Bug #35576 Provide alternative output encodings for hash functions
Submitted: 26 Mar 2008 15:52 Modified: 27 Mar 2008 9:31
Reporter: Marcus Bointon Email Updates:
Status: Verified Impact on me:
None 
Category:MySQL Server: Charsets Severity:S4 (Feature request)
Version: OS:Any
Assigned to: Assigned Account CPU Architecture:Any
Tags: encoding, hash, md5, sha1, string

[26 Mar 2008 15:52] Marcus Bointon
Description:
The MD5() and SHA1() functions generate a 128-bit and 160-bit integer respectively, encoded as a base-16 string, giving 32 chars for MD5 and 40 chars for SHA1. I'd like to see an additional option to allow the encoding base to be chosen. in particular I'd like to see base-62 ([0-9a-zA-Z]+ (DNS-safe) and base-64 (two flavours in common use: [0-9a-zA-Z\+\/]+ (MIME) and [0-9a-zA-Z_-]+ (URL-safe)). This would allow these hash representations to be stored with far fewer chars, reducing storage and index requirements, speeding up searching etc. I have databases with millions of hashes in, and every character saved helps.
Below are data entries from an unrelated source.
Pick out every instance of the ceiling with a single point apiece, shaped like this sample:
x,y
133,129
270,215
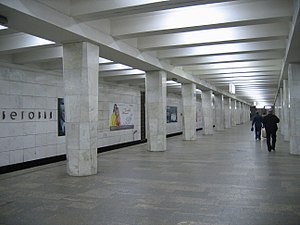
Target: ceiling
x,y
213,43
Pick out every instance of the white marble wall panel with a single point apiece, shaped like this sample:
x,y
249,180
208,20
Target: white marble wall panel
x,y
294,86
20,139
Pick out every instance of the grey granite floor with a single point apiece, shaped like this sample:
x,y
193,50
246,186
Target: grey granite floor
x,y
224,179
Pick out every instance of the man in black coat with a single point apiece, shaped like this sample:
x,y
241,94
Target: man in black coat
x,y
257,121
270,123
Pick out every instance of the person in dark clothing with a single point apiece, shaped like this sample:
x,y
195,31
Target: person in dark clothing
x,y
270,123
257,122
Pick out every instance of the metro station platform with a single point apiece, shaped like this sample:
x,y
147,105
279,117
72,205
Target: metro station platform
x,y
228,178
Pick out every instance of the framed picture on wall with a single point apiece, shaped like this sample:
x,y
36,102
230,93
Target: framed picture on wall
x,y
171,114
121,116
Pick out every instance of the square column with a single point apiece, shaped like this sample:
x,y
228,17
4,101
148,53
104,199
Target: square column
x,y
238,112
281,111
156,92
227,111
80,73
189,111
219,109
286,113
207,106
294,86
233,112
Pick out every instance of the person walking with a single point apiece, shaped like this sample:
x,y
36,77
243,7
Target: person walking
x,y
257,122
270,123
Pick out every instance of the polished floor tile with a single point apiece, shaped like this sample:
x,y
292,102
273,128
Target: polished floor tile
x,y
224,179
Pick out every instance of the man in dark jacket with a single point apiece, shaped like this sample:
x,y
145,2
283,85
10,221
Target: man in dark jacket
x,y
257,122
270,123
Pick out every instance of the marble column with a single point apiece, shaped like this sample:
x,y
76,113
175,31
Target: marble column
x,y
207,106
281,111
233,112
294,87
227,112
80,74
238,112
219,109
156,92
286,113
188,92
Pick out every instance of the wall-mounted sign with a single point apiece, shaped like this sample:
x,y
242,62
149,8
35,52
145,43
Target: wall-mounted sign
x,y
16,115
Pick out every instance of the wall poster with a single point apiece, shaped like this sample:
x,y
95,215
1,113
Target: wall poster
x,y
171,114
61,117
121,116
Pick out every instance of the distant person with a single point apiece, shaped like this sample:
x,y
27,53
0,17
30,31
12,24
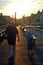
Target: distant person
x,y
29,38
11,32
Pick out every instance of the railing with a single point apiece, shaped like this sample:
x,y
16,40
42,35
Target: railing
x,y
37,32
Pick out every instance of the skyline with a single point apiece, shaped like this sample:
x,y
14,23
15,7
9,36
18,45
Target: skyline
x,y
21,7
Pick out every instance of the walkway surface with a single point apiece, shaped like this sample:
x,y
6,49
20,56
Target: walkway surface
x,y
21,53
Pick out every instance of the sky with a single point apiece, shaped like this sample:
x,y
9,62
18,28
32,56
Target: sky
x,y
21,7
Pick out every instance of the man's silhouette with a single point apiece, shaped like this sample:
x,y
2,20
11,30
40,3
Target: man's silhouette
x,y
11,32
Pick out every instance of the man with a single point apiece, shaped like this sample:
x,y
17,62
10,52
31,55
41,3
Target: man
x,y
29,37
11,32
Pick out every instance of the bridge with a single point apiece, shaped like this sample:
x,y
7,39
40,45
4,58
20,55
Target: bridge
x,y
21,52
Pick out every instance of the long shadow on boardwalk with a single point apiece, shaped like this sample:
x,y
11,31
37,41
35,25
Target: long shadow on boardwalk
x,y
39,53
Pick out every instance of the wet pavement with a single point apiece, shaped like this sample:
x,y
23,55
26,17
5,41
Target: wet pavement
x,y
21,52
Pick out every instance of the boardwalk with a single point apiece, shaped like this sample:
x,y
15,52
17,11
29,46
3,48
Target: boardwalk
x,y
21,53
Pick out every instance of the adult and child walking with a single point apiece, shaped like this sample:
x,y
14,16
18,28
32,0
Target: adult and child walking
x,y
11,32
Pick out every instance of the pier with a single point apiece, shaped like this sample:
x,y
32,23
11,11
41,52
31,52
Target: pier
x,y
21,52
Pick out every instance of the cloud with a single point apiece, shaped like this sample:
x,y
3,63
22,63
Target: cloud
x,y
3,3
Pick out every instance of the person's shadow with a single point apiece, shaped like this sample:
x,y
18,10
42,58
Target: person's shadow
x,y
11,61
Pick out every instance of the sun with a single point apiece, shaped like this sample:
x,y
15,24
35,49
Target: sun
x,y
19,7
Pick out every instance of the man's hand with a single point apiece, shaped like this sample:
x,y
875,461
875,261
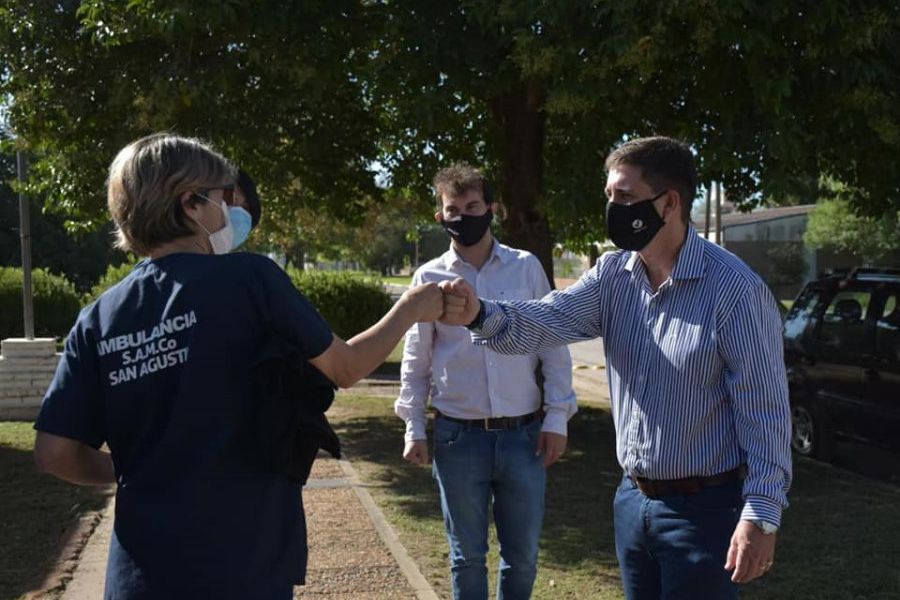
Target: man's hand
x,y
416,452
461,304
751,553
552,446
425,302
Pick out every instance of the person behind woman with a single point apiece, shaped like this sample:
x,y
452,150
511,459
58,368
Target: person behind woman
x,y
158,370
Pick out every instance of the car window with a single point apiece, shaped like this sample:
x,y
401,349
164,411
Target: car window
x,y
845,327
802,313
887,330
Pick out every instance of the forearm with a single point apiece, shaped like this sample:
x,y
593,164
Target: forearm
x,y
82,466
534,326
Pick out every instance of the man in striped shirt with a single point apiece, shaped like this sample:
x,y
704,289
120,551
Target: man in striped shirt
x,y
696,374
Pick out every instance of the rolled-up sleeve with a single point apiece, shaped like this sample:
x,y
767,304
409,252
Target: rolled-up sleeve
x,y
556,366
557,319
415,378
751,345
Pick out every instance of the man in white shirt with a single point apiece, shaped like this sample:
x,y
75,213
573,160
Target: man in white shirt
x,y
492,438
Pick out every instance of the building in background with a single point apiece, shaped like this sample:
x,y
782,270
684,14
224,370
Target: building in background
x,y
770,241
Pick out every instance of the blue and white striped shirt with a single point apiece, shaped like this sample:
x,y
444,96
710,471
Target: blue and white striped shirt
x,y
696,369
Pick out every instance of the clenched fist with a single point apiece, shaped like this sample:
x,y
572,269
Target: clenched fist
x,y
461,304
424,302
416,452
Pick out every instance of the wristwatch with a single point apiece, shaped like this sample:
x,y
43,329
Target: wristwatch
x,y
479,318
766,527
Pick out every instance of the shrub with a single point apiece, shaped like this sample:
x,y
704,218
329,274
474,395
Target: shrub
x,y
56,303
349,302
114,274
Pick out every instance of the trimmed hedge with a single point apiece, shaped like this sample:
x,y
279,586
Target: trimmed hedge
x,y
349,302
56,303
114,274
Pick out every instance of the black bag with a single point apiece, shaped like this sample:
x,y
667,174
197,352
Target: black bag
x,y
290,397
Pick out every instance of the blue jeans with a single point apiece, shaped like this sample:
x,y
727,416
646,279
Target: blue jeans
x,y
471,466
674,547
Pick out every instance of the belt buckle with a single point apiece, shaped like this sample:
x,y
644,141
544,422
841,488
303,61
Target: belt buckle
x,y
487,425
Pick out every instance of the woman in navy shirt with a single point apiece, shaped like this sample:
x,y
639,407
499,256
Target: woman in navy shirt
x,y
158,369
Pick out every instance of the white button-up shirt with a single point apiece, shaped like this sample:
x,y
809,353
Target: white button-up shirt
x,y
467,381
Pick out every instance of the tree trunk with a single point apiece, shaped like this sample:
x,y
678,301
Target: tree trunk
x,y
519,113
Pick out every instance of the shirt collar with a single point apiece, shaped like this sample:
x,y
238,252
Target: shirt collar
x,y
498,251
689,264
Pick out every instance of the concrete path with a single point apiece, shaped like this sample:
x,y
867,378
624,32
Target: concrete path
x,y
353,551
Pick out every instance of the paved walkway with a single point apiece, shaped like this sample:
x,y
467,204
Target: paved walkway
x,y
353,551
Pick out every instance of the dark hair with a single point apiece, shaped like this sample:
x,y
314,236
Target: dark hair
x,y
665,163
459,178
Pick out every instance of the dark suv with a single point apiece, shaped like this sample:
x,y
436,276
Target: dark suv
x,y
842,349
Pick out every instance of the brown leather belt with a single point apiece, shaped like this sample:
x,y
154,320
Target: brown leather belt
x,y
494,423
654,488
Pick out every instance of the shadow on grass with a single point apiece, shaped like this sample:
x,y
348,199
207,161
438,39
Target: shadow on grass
x,y
578,523
839,538
37,515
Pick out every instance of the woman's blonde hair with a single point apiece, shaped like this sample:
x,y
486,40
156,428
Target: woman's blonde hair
x,y
146,180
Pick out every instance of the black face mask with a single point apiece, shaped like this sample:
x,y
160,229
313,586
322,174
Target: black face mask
x,y
633,226
468,229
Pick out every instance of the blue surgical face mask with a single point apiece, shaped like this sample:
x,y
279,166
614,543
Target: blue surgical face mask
x,y
241,223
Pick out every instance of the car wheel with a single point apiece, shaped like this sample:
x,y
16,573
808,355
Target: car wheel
x,y
810,433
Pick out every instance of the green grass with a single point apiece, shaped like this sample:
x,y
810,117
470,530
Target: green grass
x,y
397,279
838,541
36,513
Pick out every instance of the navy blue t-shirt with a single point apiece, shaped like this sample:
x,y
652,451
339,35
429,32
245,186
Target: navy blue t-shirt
x,y
158,369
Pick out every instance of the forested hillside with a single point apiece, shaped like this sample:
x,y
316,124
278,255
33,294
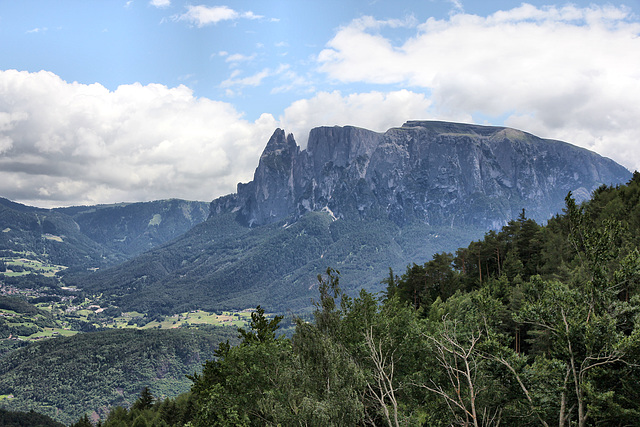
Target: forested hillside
x,y
531,325
68,376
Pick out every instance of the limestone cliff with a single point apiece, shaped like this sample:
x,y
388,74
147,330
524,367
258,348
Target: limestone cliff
x,y
434,172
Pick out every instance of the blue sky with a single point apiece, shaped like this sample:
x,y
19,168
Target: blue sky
x,y
109,101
This should perhaps be considered alongside http://bugs.mysql.com/bug.php?id=35188. Maybe it would be better to provide MD5_62() and MD5_64A() functions to accomplish this so they could allow multiple params.

How to repeat:
This is a feature request.
[26 Mar 2008 16:34] Susanne Ebrecht
Many thanks for writing a feature request.

For what issue do you want to use this crypt algorithm?
For login (password)?
For text fields?
For crypting tables/rows/databases?
[26 Mar 2008 16:57] Marcus Bointon
It could apply to any of those - all of them would benefit from reduced storage requirements.

I use hashes to identify many things that need to be available on public URLs, but need the security that knowing one URL doesn't let you see another. For example, I might have a URL that allowed a user to unsubscribe from a mailing list without requiring additional authentication, something like:

http://www.example.com/unsubscribe/9c16d8a4f4a4760d0b8070591d8c374e

With my proposed feature, it might look more like this:

http://www.example.com/unsubscribe/9dAH75Ggd0

You can see that it makes URLs shorter, reduces storage space and improves search speed.

I have numerous other uses similar to this - and I have over 40 million hashes stored in my current database so I could probably save 60% storage space with this improvement.

An alternative implementation could be that you allow native 128 and 160-bit integer types (maybe bigger too), and provide encoding functions to represent those large numbers in arbitrary bases.
[27 Mar 2008 9:31] Susanne Ebrecht
Many thanks for writing a feature request. We will discuss this issue.